Subscriptions Guide¶

Subscriptions are the backbone of event-driven projections. They ensure your read models stay in sync with the event stream, handling everything from historical catch-up to real-time delivery.

Table of Contents¶

What Are Subscriptions?
Quick Start
Subscription States and Lifecycle
Catch-Up vs Live Subscriptions
Configuration Options
Checkpointing
Error Handling and Retry
Pause and Resume
Health Monitoring
Production Patterns

What Are Subscriptions?¶

In event sourcing, a subscription is a mechanism that delivers events to a consumer (like a projection) in order. The SubscriptionManager handles:

Catch-up: Reading historical events from the event store
Live streaming: Receiving new events in real-time from the event bus
Position tracking: Remembering where you left off via checkpoints
Resilience: Retries, circuit breakers, and error handling

                    +------------------+
                    | Event Store      |
                    | [E1][E2][E3]...  |
                    +--------+---------+
                             |
                    catch-up | (historical)
                             v
+------------+      +------------------+      +------------+
| Event Bus  | ---> | Subscription     | ---> | Projection |
| (live)     |      | Manager          |      | (handler)  |
+------------+      +------------------+      +------------+
                             |
                    checkpoint saved
                             v
                    +------------------+
                    | Checkpoint Repo  |
                    +------------------+

Quick Start¶

from eventsource.subscriptions import SubscriptionManager, SubscriptionConfig

# 1. Define your projection
class OrderProjection:
    def __init__(self):
        self.orders = {}

    def subscribed_to(self) -> list[type[DomainEvent]]:
        """Which events this projection handles."""
        return [OrderCreated, OrderShipped]

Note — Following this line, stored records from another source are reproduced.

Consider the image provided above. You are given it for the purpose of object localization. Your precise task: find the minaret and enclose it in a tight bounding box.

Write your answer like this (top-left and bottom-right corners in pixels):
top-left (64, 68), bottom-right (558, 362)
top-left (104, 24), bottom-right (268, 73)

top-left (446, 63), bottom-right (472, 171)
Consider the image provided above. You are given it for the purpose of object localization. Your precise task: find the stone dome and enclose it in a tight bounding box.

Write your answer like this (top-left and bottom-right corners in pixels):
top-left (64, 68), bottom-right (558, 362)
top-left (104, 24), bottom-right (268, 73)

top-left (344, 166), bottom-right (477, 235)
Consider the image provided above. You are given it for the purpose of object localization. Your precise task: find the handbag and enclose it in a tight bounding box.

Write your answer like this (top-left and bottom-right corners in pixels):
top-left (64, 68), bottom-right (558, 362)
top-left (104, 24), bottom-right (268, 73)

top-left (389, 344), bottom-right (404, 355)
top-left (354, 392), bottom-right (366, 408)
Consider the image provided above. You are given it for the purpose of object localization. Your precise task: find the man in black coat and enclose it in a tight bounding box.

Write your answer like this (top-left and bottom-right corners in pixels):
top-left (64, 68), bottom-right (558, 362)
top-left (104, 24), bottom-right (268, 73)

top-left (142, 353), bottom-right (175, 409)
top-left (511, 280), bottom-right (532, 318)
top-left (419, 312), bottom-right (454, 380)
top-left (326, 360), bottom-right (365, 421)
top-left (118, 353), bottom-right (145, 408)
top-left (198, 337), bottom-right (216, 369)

    async def handle(self, event: DomainEvent) -> None:
        """Process a single event."""
        if isinstance(event, OrderCreated):
            self.orders[str(event.aggregate_id)] = {"status": "created"}
        elif isinstance(event, OrderShipped):
            self.orders[str(event.aggregate_id)]["status"] = "shipped"

# 2. Set up the manager
manager = SubscriptionManager(
    event_store=event_store,
    event_bus=event_bus,
    checkpoint_repo=checkpoint_repo,
)

# 3. Register and start
projection = OrderProjection()
await manager.subscribe(projection)
await manager.start()

# 4. Graceful shutdown
await manager.stop()

Subscription States and Lifecycle¶

Each subscription follows a state machine that tracks its progress:

                              +------------+
                              |  STARTING  |
                              +-----+------+
                                    |
              +---------------------+---------------------+
              |                     |                     |
              v                     v                     v
       +-------------+        +-----------+         +---------+
       | CATCHING_UP |<------>|   LIVE    |         | STOPPED |
       +------+------+        +-----+-----+         +---------+
              |                     |
              v                     v
         +---------+           +---------+
         | PAUSED  |<--------->|  ERROR  |
         +---------+           +---------+

State Descriptions¶

State	Description
`STARTING`	Initializing, reading checkpoint
`CATCHING_UP`	Processing historical events from the event store
`LIVE`	Receiving real-time events from the event bus
`PAUSED`	Temporarily stopped (manual or backpressure)
`STOPPED`	Cleanly shut down (terminal)
`ERROR`	Failed with unrecoverable error

Checking State¶

subscription = manager.get_subscription("OrderProjection")

# Current state
print(subscription.state)  # SubscriptionState.LIVE

# Convenience properties
subscription.is_running   # True if CATCHING_UP or LIVE
subscription.is_paused    # True if PAUSED
subscription.is_terminal  # True if STOPPED or ERROR

Catch-Up vs Live Subscriptions¶

The Catch-Up to Live Transition¶

When a subscription starts, it must process historical events before receiving live ones. The SubscriptionManager uses a watermark algorithm to ensure no events are lost:

Timeline:
t0: Get watermark (current max position = 1000)
t1: Subscribe to live events (buffering enabled)
t2: Events 1001, 1002 arrive -> buffered
t3: Catch-up reads events 1-1000 from store
t4: Events 1003, 1004 arrive -> buffered
t5: Catch-up continues to 1004 (overlaps with buffer)
t6: Caught up to watermark, switch to buffer processing
t7: Process buffer, skip duplicates (1001-1004 already seen)
t8: Buffer empty, switch to live mode

This guarantees gap-free event delivery during the transition.

Start Position Options¶

from eventsource.subscriptions import SubscriptionConfig

# Resume from last checkpoint (default)
config = SubscriptionConfig(start_from="checkpoint")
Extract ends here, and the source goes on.